Incremental Sieve Of Eratosthenes

July 31, 2015

The standard Sieve of Eratosthenes requires that you specify an upper bound before you start. But often, programs that use prime numbers don’t know the upper bound in advance, or don’t want to pre-compute and store all of the primes up to their bound. In those cases, an incremental Sieve of Eratosthenes can be used:

Algorithm PRIMEGEN: Create a generating function that returns the next prime number each time it is called, starting from zero.
1. [Prime the pump] Yield 2, then yield 3.
2. [Initialization] Set ps ← PRIMEGEN, D ← {}, p ← next(ps), p ← next(ps) again, q ← p × p, and c ← p.
3. [Next candidate] Set c ← c + 2.
4. [Composite candidate] If c ∉ D, skip to Step 5. Otherwise, set s ← D{c}, m ← c + s. Remove c from D. While m ∈ D, set m ← m + s. Set D{m} ← s.
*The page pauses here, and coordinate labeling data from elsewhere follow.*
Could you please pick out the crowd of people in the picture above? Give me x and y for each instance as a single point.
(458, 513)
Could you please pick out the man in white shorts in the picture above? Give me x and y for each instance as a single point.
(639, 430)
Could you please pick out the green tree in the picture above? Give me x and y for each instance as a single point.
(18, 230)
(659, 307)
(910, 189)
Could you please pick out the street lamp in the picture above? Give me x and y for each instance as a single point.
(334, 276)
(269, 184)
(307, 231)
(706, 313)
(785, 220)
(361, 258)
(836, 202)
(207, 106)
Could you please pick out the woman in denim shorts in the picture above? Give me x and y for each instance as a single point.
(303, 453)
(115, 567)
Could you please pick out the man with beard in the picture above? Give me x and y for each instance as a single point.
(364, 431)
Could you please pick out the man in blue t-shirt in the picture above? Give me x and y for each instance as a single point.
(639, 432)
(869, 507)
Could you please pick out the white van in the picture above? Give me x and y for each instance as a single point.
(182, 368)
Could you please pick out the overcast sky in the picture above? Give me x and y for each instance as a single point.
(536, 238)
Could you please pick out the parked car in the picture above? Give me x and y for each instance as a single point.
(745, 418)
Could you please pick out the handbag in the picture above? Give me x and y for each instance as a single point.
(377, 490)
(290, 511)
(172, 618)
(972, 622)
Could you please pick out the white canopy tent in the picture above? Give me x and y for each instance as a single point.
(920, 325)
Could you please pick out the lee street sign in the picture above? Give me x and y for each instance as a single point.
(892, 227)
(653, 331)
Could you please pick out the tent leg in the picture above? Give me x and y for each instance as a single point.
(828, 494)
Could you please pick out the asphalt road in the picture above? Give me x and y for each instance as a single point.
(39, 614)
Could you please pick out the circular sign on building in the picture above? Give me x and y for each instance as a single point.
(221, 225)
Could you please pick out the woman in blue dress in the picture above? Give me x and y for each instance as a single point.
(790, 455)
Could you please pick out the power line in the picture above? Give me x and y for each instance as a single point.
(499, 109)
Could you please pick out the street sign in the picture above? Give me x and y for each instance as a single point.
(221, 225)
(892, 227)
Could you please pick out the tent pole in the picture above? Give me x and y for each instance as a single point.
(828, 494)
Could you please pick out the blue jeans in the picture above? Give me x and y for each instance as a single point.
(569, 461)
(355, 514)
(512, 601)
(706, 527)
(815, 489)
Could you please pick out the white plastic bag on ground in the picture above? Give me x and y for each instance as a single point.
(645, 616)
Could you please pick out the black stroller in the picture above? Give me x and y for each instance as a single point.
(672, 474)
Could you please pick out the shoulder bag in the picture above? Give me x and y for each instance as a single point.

Go to Step 3.
5. [Prime candidate] If c = q, skip to Step 6. Otherwise, yield c and go to Step 3.
6. [Next sieving prime] Set s ← p + p, m ← c + s. While m ∈ D, set m ← m + s. Set D{m} ← s. Set p ← next(ps), q ← p × p. Go to Step 3.

The PRIMEGEN algorithm creates the sequence of prime numbers, returning the next prime in the sequence each time it is called; the exact mechanism to do that depends on the implementation language. The first step primes the pump (sorry!) by issuing the first two primes: 2 is a special case because it is even, and 3 is a special case because the pump only considers odd numbers as prime candidates.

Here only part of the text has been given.